Мы оказались перед высоченными туфовыми гротами, приспособленными под гаражи, или, как вполголоса пояснила мне Йессика, перевалочные базы для угнанных автомобилей.
Когда мы вошли внутрь, она попросила группу взглянуть туда, где отверстия в скале были закрыты ветхими дверями и окнами, и объяснила, что когда-то там были жилища троглодитов, несчастных дикарей, которые жили в жалких условиях.
Над нами зияла огромная круглая дыра, откуда внутрь пробивались воздух и свет. Огромные гроты располагались один над другим – все это были туфовые карьеры, откуда когда-то добывали материал для постройки многих дворцов Неаполя.
– Если посмотреть отсюда, домики внизу напоминают рождественский вертеп, – продолжала Йессика. – От дворца Каподимонте королевский экипаж спускался вниз, в самое сердце Неаполя, и именно для того, чтобы воспроизвести рождественский пейзаж, здесь построили такие домики. А теперь послушайте. Сейчас мы отправимся в O palazzo sotte e 'ncoppa[55]

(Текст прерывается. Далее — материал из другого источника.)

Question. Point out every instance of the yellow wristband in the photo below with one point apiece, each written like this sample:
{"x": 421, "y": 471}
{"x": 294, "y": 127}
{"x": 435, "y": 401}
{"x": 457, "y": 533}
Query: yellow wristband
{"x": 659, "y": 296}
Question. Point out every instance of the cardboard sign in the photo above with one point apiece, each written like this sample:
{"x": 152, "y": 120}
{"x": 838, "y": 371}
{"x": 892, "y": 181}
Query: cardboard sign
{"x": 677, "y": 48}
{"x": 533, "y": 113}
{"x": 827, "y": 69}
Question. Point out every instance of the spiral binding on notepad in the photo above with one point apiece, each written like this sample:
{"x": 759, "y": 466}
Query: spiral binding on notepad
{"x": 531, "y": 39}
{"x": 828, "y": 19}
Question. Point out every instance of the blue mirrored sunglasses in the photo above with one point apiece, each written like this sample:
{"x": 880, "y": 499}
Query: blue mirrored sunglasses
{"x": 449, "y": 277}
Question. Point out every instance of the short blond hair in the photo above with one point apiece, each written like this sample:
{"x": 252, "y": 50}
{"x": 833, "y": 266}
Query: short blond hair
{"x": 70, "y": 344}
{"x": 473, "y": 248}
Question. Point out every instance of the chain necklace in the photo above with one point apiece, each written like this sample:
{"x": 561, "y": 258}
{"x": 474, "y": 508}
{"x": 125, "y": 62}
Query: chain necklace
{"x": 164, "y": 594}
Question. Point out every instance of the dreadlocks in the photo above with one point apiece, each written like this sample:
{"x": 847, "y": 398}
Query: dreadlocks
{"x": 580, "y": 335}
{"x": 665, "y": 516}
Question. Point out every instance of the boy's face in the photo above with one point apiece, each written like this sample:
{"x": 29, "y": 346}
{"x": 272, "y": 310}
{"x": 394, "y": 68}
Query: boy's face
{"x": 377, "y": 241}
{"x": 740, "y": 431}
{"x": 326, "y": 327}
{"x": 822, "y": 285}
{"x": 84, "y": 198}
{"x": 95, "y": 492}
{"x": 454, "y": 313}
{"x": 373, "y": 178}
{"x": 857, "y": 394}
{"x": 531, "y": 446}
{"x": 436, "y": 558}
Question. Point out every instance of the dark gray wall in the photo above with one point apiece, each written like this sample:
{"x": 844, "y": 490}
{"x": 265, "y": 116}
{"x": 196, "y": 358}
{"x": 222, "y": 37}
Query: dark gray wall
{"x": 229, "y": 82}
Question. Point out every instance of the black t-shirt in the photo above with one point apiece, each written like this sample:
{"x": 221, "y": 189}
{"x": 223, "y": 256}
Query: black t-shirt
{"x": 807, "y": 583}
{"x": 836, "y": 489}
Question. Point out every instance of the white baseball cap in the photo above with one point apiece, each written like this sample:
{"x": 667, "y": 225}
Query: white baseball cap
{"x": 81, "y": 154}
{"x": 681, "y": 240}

, удивительное место, о котором даже в Неаполе мало кто знает. Могли вы представить, что именно здесь, в районе Санита, находится здание, которое по структуре напоминает Музей Гуггенхайма в Нью-Йорке?Йессика объяснила, что здание названо так, поскольку строилось сверху вниз, то есть «вверх тормашками», а не снизу вверх, как это принято.
В темном доме вместо лестницы на верхние этажи вела спиралевидная дорожка. Поднимаясь, мы замечали по бокам проемы, ведущие в чьи-то жилища. Дойдя до самого верха, мы оказались на широкой террасе, усаженной всевозможными растениями. Отсюда почти весь город был как на ладони, а прямо напротив, чуть выше, виднелся холм Каподимонте.
К нам подошла какая-то женщина и предложила пройти вперед, чтобы получше рассмотреть панораму, а если мы устали, присесть на стулья, расставленные на террасе.
– Давайте посидим немного. У меня ноги болят, – сказала Йессика, забыв о самоконтроле. – Идите сюда, Лучилла. Садитесь рядом. Так о чем вы хотели меня спросить?
– Мне сказали, что вы знаете все об этом районе. Не могли бы вы, когда закончите экскурсию, помочь мне отыскать человека, который жил на улице Суппортико Лопес в 1970-е? Единственная подсказка, которая у меня есть, – письмо сорокалетней давности. Я понимаю, затея безумная, но…
– Безумие – это по моей части, – рассмеялась в ответ Йессика.
3
Йессика внушает доверие и симпатию. Устроившись напротив нее с бутербродом и пивом, хотя атмосфера вокруг не слишком располагала к откровенности, я рассказала ей о прослушивании в Сан-Карло, о том, как начала петь в школьном хоре, где меня отметила учительница пения и предложила давать мне бесплатные уроки, так что моя мать вынуждена была согласиться, хотя и с большой неохотой. Я чувствовала себя с Йессикой так, будто она моя близкая подруга, и мы незаметно перешли на «ты».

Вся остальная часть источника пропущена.